Researchers in the child welfare field have developed the concept of "protective factors" to go along with the concept of "risk factors". (See www.childwelfare.gov/can/factors/protective.cfm).
Protective factors are circumstances that are associated with lowering the frequency of child abuse and neglect.
One protective factor is resiliency, the ability to handle the different challenges that come your way, and bounce back from the hard times.
On a recent call to the Parental Stress Line Alice (pseudonym) called about her two daughters, one age 19 has a substance abuse problem and learning disability, the other age 16 attends a therapeutic school for children with special needs. She is a single parent, and overwhelmed by all of these challenges. On the Parental Stress Line we helped her identify her strengths -- the advocacy she has done for her children, maintaining a stable and safe home, reaching out to the PSL when she needs to touch base with another adult.
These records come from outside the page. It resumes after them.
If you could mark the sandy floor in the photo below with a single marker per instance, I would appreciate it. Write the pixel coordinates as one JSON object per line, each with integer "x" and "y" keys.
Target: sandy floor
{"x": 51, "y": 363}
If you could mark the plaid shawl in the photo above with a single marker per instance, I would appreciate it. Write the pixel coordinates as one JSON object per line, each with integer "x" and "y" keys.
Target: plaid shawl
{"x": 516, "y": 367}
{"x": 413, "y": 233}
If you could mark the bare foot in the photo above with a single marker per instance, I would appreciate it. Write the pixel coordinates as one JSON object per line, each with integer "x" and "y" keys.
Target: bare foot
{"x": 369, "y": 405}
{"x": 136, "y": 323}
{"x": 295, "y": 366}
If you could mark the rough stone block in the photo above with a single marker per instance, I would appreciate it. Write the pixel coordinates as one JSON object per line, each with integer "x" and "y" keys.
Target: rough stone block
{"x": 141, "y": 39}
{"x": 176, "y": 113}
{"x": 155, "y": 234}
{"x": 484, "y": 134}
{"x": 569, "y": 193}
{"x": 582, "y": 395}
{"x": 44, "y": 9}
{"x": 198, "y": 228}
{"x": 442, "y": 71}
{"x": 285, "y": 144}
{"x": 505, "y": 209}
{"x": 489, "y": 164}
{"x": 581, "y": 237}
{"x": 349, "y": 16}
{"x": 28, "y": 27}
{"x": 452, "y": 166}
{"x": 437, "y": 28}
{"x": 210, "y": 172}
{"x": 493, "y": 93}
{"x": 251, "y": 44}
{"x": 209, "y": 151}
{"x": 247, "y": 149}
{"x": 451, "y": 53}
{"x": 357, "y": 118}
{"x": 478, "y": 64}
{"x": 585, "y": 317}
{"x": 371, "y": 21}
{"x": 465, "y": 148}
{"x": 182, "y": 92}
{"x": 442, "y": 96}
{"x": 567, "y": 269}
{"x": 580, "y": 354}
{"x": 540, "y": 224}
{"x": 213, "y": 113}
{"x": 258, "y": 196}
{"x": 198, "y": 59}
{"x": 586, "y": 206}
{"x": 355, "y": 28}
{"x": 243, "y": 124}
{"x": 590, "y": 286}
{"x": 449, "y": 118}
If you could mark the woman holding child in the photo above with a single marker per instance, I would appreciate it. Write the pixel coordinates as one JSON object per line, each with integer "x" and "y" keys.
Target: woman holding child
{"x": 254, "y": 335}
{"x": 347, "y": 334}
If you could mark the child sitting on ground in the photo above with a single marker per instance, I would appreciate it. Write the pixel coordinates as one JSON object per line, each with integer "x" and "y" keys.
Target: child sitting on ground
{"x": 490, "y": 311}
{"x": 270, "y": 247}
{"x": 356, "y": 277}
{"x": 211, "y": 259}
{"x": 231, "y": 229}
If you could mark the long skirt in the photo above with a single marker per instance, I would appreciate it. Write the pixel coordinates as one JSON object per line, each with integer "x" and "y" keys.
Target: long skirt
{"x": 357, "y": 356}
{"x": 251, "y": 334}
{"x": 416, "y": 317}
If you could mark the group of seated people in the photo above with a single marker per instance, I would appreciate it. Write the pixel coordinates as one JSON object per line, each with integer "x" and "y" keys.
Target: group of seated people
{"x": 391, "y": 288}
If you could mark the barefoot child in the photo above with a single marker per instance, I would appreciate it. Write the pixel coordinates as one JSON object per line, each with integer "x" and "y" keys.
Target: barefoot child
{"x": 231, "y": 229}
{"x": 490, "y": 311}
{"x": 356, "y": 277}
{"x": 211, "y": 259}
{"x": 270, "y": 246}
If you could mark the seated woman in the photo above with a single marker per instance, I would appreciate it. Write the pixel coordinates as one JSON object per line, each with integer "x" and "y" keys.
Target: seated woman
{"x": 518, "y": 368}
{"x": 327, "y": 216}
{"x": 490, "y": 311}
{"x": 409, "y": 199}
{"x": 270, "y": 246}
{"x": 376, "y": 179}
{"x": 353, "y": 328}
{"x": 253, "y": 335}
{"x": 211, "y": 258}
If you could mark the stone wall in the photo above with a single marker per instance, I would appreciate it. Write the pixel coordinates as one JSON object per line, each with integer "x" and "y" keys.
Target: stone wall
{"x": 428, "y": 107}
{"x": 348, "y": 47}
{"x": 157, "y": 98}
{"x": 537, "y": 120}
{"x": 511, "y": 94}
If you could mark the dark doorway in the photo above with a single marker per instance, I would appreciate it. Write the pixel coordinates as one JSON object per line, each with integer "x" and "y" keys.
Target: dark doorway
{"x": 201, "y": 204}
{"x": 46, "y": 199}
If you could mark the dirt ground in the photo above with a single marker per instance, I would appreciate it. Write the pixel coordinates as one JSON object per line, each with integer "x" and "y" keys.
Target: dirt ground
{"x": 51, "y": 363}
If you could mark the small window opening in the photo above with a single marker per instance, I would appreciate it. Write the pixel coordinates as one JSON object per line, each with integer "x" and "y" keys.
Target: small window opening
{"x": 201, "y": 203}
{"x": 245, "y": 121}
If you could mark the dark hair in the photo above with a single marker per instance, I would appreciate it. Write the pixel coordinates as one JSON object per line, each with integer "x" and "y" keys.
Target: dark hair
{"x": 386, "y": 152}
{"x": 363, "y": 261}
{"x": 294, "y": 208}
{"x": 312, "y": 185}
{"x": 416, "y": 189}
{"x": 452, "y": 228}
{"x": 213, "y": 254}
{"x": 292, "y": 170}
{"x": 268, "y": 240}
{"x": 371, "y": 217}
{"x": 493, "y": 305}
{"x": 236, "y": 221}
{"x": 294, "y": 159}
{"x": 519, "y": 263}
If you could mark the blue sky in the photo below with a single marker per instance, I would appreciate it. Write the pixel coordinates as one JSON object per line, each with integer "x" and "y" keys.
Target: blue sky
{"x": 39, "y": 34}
Alice becomes more resilient as she identifies her strengths and past coping strategies and can use them in different situations that arise.
In one of our Parent Support Groups Richard (pseudonym) talks with other parents about the difficulty of raising his son with Aspergers syndrome, a form of autism. He describes situations where his son has tantrums in public places, volatile reactions to textures of food and clothing, difficulty sleeping in his own bed. Richard becomes more resilient as he explores incidents where these behaviors arise, identifies what strategies have helped as well as receiving ideas generated by other members.
Parents become more resilient when they are able to identify their strengths on the Parental Stress Line or in parent support groups. They feel better about themselves, and they become more creative in identifying and utilizing strategies. With this raised self esteem and coping skills, the likelihood of child abuse and neglect is lowered.